The issue of belonging is something used by bullies at school, members of gangs, and pedophiles grooming their prey. It starts with little things: “If you want to be cool like me, you’ll smoke this/steal this/say this.” In Vanessa’s case, the 18 year old abuser introduced her to a world of free will and no consequences, smoking cigarettes and being adored by the in-crowd. By the time she came into Vanessa’s room, she had the 10 year old fawning all over her, eager to please and eager to be like her. She looked up to this older girl and didn’t know how to handle the heartbreak mixed with something her body told her felt good. She chose to remain silent while her mind tried to sort through the hurt and confusion. It’s grooming and it’s what predators do all the time. We are quick to recognize it and speak out about it when it comes to bullying in school now, but we still say nothing when it comes to sexual predation. It’s too uncomfortable, so we choose the safety of our bubble instead of protecting potential victims.
Had this been an 18 year old boy, there would be no question about the assault. Had this even been two adults, we would very quickly recognize that it was unwanted sex.
Pedophiles and sexual predators would have us believe that the pleasure she felt means children enjoy sex. Understand that these are the same people who believe (and have stated publicly in interviews and in court) that a screaming infant and crying child is having an orgasm, not in pain.

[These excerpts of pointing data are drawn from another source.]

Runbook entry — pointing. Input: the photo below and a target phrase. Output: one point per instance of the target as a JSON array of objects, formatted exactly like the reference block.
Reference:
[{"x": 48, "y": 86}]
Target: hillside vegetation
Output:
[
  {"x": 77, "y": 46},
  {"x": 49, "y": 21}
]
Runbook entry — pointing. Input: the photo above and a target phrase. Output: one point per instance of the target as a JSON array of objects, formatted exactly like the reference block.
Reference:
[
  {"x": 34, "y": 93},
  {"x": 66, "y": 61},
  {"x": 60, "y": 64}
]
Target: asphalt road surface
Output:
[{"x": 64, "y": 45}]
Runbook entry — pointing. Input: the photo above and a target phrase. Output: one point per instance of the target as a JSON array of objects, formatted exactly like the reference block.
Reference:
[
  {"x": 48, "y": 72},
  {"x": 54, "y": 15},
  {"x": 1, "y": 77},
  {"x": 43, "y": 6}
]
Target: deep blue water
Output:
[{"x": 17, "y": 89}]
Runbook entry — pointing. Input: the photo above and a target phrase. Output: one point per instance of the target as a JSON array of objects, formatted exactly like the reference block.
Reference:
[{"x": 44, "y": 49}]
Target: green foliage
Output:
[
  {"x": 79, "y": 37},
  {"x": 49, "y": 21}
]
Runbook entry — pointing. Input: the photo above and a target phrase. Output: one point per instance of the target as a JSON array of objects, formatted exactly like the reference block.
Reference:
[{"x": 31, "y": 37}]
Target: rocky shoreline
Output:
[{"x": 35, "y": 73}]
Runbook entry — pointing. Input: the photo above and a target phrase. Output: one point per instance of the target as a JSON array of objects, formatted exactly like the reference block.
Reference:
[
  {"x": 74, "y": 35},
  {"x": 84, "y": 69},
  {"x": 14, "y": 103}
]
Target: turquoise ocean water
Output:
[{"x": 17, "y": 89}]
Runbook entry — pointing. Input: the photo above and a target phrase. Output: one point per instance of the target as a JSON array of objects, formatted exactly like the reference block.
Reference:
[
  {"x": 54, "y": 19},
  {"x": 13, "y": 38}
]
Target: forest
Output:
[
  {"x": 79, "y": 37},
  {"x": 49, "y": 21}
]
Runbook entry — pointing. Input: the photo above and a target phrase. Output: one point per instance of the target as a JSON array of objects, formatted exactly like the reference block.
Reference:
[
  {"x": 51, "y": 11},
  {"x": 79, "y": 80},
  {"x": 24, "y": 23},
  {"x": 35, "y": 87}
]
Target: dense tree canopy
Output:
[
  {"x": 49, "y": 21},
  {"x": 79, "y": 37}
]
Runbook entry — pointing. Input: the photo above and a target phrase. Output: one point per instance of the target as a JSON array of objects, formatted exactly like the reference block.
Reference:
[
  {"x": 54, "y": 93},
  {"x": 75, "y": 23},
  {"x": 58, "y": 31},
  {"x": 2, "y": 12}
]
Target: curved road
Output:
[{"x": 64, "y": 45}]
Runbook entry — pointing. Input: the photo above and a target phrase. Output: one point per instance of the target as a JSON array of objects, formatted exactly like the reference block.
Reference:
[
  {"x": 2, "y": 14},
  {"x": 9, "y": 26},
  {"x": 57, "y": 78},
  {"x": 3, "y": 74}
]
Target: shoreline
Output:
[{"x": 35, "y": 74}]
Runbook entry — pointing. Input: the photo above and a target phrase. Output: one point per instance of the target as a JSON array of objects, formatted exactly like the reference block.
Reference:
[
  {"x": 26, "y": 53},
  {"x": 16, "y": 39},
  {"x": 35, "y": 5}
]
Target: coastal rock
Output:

For a 10 year old, yes, oral sex would have a feeling of pleasure to the body because it was not intrusive, but the mind has a right to be willing, and a 10 year old’s mind is never willing. Children become confused and afraid because while their body wanted it, their mind did not. They become ashamed and feel that their body’s response means they “asked for it.” Once an abuser has a child in turmoil over the first assault, they own their mind and body. They make them feel it was their fault and if they don’t let them do it again, they threaten that everyone will find out and blame the child.
Sexual abuse is never confined to an assault on the body. It is never restricted to only sexual chaos. A victim is suddenly burdened with what to do with what just happened. Very often, there are others the victim has to think about when deciding on whether or not to tell. Who will it hurt if they tell? Whose lives will the secret impact? Often times, adult rape victims are faced with this painfully difficult situation and must remain silent, at least for the time being. Imagine a child in such a situation. Imagine a child needing to tell but watching those around her dealing with other tragedies. Imagine being a child and choosing to bury your pain so others don’t have another burden to deal with. How fair is it for us to expect such maturity from a child? Such self-sacrifice from a child who just experienced a painful and terrifying event? And yet, children do it every day.
Child victims of sexual abuse, whether it be once or many times, will never be the same or have the kind of life “normal” people have. They will always feel as if it’s wrong to enjoy sex, will always feel as if they are sluts if they instigate sex, will always wonder what it might have been to experience their first time when THEY were ready and when THEY wanted to and with someone they loved. There will always be a void that occasionally fills itself with guilt, shame, regret, despair, and longing for what they will never have because it was stolen along with their childhood.
When you want to feel sorry for pedophiles, consider how much suffering they willingly and knowingly inflicted onto their victims who will never have the beautiful memories you have and will be forever haunted about their first time.
Sometimes, someone comes along who I can feel has had an exceptionally valuable life, one that can and may someday benefit this world. There was always a kind of light from her that touched something in me, and now I know it was because she is a survivor with a beautiful soul. She chose not to let her experience define her, learned from the mistakes it caused, and moved on from it all. Now, she is speaking up and speaking out for all of those who can’t. Never give up. Never let them win.